La vicenda di Vika mostra un altro grande divario emerso con il conflitto ucraino, importante almeno quanto la divisione generazionale: l’isolamento degli emarginati in questa Russia meno moderna di quanto si pensi, quello di donne vedove o non sposate abituate a difendersi da un mondo esterno ostile, quello degli abitanti delle città di medie dimensioni, dove paradossalmente si vive peggio, dove la maggioranza sostiene Putin e dove occuparsi di politica è un segno di idiozia o di incoscienza.
Alla fine di marzo un evento ha segnato profondamente la vita della madre di Vika: il rimpatrio delle salme dei soldati uccisi in Ucraina, tutti originari della città siberiana in cui vive. “Sono ragazzi più giovani di me… Mia madre non può fare finta che tutto questo non la riguardi”. La donna che in precedenza accoglieva con fastidio gli appelli della figlia ora è dubbiosa. Non vuole vedere filmati troppo violenti, ma chiede a Vika i link per leggere articoli e commenti degli esperti. Ha scoperto Telegram, dove si trovano le migliori fonti d’informazione ma anche le più confuse.
“Ha cominciato a farmi domande”, racconta Vika. “Non capisce più la propaganda della tv, perché ha un vocabolario nuovo. Mi chiede: ‘Cosa sono le fake news?’, ‘Perché parlano di neonazisti e non di nazisti?’, ‘Cosa sono gli agenti stranieri?
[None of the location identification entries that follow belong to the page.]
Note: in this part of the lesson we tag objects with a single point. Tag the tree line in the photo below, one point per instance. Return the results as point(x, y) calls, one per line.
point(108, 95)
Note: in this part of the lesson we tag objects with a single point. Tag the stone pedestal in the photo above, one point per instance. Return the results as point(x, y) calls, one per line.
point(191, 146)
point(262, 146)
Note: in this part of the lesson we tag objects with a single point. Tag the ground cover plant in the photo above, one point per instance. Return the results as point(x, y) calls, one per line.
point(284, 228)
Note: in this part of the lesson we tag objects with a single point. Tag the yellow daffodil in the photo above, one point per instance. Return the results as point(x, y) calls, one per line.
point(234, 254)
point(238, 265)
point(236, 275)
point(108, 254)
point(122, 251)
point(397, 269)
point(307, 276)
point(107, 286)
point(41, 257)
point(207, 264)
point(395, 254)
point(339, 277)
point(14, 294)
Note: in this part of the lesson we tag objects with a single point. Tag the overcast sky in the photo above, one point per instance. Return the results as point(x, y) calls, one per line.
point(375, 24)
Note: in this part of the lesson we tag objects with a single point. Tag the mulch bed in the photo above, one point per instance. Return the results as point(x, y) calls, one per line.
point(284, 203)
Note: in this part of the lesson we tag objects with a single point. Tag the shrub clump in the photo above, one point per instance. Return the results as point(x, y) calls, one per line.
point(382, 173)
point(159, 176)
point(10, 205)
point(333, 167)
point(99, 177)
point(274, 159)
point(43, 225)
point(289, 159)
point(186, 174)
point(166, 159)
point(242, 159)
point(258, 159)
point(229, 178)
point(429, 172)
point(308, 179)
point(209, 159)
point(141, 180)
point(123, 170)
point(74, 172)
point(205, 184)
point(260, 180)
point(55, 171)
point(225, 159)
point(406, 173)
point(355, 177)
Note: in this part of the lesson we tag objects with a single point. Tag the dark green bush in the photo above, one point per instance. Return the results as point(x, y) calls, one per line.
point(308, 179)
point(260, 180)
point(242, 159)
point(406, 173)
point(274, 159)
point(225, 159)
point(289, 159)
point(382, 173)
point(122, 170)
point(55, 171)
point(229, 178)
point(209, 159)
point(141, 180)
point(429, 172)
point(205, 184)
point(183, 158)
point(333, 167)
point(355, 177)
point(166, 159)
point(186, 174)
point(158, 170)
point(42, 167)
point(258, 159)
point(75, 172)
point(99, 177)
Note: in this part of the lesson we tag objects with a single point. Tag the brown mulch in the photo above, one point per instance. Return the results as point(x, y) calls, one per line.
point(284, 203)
E i bioagenti [Mosca sostiene di aver scoperto in Ucraina laboratori americani dove verrebbero create armi batteriologiche]?’. È impaurita dalla Z, diventata il simbolo del sostengo al conflitto. Non lo capisce, lo considera violento…”.
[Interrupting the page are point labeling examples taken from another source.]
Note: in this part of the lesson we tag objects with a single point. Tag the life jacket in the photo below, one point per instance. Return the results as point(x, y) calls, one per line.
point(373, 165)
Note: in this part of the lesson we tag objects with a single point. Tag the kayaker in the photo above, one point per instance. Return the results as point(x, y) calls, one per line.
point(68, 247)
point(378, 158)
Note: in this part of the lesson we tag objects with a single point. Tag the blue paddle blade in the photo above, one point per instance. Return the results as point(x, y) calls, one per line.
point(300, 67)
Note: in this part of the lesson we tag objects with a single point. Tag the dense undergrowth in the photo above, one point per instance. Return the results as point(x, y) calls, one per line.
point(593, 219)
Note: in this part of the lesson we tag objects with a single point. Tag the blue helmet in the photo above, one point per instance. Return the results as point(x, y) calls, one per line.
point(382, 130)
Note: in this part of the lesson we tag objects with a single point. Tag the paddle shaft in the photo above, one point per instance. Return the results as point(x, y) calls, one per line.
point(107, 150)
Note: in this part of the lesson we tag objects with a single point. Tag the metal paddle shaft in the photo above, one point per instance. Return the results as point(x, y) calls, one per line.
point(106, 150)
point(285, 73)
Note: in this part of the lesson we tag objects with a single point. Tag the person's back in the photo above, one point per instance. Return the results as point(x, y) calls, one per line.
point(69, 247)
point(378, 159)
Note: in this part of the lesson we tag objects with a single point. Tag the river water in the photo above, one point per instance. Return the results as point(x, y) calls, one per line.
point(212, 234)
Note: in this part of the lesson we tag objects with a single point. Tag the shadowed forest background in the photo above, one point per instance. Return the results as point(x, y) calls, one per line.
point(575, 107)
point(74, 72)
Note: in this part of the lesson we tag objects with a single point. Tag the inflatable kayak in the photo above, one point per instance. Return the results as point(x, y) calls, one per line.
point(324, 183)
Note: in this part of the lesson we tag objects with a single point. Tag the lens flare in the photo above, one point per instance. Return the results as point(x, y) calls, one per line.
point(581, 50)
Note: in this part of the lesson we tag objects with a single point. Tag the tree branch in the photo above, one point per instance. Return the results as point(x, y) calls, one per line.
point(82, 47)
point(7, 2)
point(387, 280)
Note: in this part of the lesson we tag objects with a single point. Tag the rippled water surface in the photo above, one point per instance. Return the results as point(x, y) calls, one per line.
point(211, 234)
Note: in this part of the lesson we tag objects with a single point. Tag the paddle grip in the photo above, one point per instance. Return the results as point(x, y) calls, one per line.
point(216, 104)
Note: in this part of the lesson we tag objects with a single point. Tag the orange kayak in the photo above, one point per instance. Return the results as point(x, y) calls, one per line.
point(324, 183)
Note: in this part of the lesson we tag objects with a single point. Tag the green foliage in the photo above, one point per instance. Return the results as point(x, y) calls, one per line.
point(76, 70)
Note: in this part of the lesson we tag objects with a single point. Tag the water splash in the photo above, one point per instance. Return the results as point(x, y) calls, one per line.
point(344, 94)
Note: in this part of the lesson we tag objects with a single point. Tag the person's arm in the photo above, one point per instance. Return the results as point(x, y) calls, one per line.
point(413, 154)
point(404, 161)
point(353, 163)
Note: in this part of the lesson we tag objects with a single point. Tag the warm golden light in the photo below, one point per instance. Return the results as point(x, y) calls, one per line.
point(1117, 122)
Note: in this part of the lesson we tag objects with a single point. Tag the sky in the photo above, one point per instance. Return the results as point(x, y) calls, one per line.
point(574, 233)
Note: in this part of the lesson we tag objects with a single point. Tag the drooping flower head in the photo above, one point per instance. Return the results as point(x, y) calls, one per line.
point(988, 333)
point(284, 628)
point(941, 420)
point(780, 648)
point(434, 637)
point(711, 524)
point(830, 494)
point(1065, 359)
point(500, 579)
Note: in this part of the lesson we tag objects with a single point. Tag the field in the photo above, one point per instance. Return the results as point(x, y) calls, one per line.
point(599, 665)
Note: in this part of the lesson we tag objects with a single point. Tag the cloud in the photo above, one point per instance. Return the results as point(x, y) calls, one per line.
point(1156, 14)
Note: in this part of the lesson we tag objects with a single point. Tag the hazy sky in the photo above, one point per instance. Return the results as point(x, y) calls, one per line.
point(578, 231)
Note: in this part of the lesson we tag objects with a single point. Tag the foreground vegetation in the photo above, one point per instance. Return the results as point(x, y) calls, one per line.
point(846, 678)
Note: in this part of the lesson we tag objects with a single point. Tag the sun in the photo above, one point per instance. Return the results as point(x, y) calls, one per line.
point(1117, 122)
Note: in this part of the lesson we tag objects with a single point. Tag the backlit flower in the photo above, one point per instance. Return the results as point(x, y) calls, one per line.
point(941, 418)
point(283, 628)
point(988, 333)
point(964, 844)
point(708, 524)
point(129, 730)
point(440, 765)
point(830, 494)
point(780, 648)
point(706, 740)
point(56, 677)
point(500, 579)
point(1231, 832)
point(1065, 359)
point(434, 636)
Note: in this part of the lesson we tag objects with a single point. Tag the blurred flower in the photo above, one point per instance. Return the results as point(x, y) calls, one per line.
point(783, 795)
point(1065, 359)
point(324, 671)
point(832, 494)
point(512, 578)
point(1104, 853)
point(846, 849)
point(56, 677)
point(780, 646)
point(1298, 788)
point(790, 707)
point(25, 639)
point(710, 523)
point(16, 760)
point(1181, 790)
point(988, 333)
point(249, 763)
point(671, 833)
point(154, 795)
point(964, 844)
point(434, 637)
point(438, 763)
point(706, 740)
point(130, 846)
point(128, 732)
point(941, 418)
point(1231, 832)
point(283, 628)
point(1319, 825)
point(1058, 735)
Preoccupata per la propria sicurezza, Vika si è rifugiata in Turchia all’inizio di marzo. Ha pubblicato su Instagram (vietato in Russia per “estremismo”) alcuni estratti delle sue conversazioni con la madre, insieme a consigli su come rivolgersi ai genitori evitando i temi che alimentano la rabbia. Tuttavia, esattamente come Marina, anche Vika non sa più dove fermarsi. La madre, diventata curiosa, ha paura. “Piange dicendo che tutto questo è orribile e che non possiamo fare niente. Aver aperto gli occhi la deprime”.
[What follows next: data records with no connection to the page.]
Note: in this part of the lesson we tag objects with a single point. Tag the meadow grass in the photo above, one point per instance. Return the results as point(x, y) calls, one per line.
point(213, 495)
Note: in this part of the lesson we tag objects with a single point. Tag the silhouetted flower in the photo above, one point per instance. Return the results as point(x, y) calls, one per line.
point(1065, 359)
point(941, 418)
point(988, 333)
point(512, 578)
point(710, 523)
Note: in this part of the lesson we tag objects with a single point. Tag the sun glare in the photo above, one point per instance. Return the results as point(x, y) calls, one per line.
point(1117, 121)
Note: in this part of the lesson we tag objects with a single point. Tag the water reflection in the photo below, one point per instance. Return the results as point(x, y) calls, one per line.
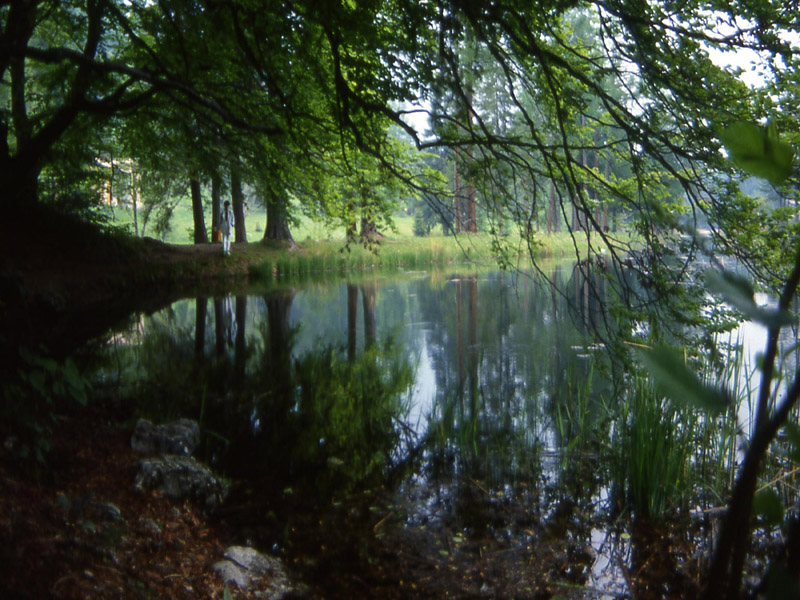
point(462, 401)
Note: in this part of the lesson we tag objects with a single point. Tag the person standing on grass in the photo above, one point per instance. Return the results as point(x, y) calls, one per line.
point(226, 224)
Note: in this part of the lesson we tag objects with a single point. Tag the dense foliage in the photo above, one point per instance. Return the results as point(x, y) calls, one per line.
point(501, 116)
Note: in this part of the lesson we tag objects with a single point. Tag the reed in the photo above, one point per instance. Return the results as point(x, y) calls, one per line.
point(653, 439)
point(403, 253)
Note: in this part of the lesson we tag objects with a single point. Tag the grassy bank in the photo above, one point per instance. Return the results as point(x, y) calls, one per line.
point(398, 253)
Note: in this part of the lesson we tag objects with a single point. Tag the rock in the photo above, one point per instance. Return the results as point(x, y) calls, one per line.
point(180, 478)
point(232, 573)
point(107, 512)
point(179, 437)
point(248, 569)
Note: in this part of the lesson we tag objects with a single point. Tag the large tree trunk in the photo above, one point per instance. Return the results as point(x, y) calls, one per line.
point(216, 200)
point(277, 229)
point(237, 200)
point(200, 233)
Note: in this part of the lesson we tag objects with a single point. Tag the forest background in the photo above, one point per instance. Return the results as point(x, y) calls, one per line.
point(602, 120)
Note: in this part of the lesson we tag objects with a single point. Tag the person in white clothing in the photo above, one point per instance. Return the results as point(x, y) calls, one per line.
point(226, 223)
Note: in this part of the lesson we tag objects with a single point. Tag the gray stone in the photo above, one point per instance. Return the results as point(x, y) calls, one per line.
point(179, 437)
point(232, 573)
point(181, 478)
point(251, 570)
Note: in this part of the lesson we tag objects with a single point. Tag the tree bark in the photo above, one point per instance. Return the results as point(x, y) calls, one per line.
point(200, 233)
point(216, 200)
point(237, 201)
point(277, 229)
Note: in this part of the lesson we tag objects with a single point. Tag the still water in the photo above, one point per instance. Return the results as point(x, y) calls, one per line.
point(455, 418)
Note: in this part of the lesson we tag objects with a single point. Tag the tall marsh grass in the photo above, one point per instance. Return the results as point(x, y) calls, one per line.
point(316, 257)
point(653, 441)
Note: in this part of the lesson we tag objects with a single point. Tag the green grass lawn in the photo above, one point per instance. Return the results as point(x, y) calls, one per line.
point(322, 248)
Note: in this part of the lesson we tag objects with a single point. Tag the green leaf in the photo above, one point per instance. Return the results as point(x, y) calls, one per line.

In Russia una generazione cosmopolita si scontra contro una generazione convinta che il cambiamento sia solo una pericolosa illusione. Pochi anni di differenza sembrano secoli. Pochi chilometri sembrano interi continenti. “Non ci facciamo illusioni sulla vita al di fuori della Russia, ma sappiamo che è possibile vivere in un altro modo. Speriamo che i nostri figli crescano in un paese normale”, spiega Vika. “Non so se i nostri genitori ci aiuteranno, capisco che è chiedere molto…. Ma almeno ora mia madre è capace di provare dolore insieme a me per i cinque amici che ho perso a Charkiv”.
(Traduzione di Andrea Sparacino)
Questo articolo è uscito sul quotidiano francese Le Monde.